Del también artista, aunque quizás menos conocido entre nosotros y contemporáneo, Les Levine, de origen irlandés, impulsor del video-arte, recogemos esta reflexión incisiva:
El arte no es la vida y la vida no es él, pero el buen arte siempre pone al descubierto algo sobre la vida y si el arte no dice nada acerca de la vida, ¿entonces para qué diablos están los humanos perdiendo el tiempo en él?
La reflexión de Marta Traba tiene la propiedad de ser una especie de síntesis de lo que apuntáramos en el post anterior, dicho de un modo preciso y claro.
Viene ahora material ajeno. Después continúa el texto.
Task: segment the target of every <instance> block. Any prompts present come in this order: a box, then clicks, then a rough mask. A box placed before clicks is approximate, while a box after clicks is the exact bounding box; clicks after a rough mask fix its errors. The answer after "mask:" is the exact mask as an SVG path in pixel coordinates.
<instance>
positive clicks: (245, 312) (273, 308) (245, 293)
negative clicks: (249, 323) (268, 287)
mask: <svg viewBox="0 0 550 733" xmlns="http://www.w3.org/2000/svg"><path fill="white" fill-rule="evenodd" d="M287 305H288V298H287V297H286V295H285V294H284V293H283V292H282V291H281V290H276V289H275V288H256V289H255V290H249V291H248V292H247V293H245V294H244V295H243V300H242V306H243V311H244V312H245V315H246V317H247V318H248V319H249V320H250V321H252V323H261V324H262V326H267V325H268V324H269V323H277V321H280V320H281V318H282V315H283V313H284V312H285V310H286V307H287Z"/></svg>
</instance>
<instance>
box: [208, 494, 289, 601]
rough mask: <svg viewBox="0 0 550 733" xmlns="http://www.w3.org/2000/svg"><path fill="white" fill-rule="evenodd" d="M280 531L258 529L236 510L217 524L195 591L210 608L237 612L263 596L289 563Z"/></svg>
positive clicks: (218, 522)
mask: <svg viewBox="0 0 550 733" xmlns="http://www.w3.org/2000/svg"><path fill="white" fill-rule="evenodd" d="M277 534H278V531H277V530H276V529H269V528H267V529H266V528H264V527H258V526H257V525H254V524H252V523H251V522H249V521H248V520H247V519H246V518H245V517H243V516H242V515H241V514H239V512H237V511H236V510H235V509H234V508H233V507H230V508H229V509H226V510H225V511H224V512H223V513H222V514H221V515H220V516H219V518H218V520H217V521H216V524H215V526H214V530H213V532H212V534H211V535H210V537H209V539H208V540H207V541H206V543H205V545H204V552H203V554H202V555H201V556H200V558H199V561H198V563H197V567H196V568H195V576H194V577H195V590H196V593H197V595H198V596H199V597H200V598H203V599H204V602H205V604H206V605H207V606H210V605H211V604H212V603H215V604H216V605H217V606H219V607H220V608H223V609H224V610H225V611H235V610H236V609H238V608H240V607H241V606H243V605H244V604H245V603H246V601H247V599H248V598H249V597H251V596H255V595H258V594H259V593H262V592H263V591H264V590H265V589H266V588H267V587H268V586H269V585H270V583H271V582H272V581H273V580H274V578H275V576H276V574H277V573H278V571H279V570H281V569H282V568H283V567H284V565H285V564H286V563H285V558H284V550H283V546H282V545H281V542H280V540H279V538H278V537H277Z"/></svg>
Imposible que el producto artístico no fuera expresión testimonial, pues es hecho por un individuo que vive y es un ser-en-la-historia.
Klimt y Levine apuntan a un "deber ser". El primero reclama, de algún modo, la apertura que permitiría al arte ser mirada amplia y múltiple del complejo universo cósmico y humano, y desde allí dejar su huella en el mundo, que tal vez atraiga a otros.
Levine, partiendo de desarmar la falsa identidad entre arte y vida, sitúa cada uno en su especificidad, pero, con gran causticidad, inquiere sobre el sentido vital del arte. Ya pensadores anteriores (pienso en Heidegger, por ejemplo) insistían en el carácter develador que el arte debía cumplir; ese "poner al descubierto" (des-cubrir) al que refiere Levine, y esa sería la "impronta" que el arte aportaría a la existencia.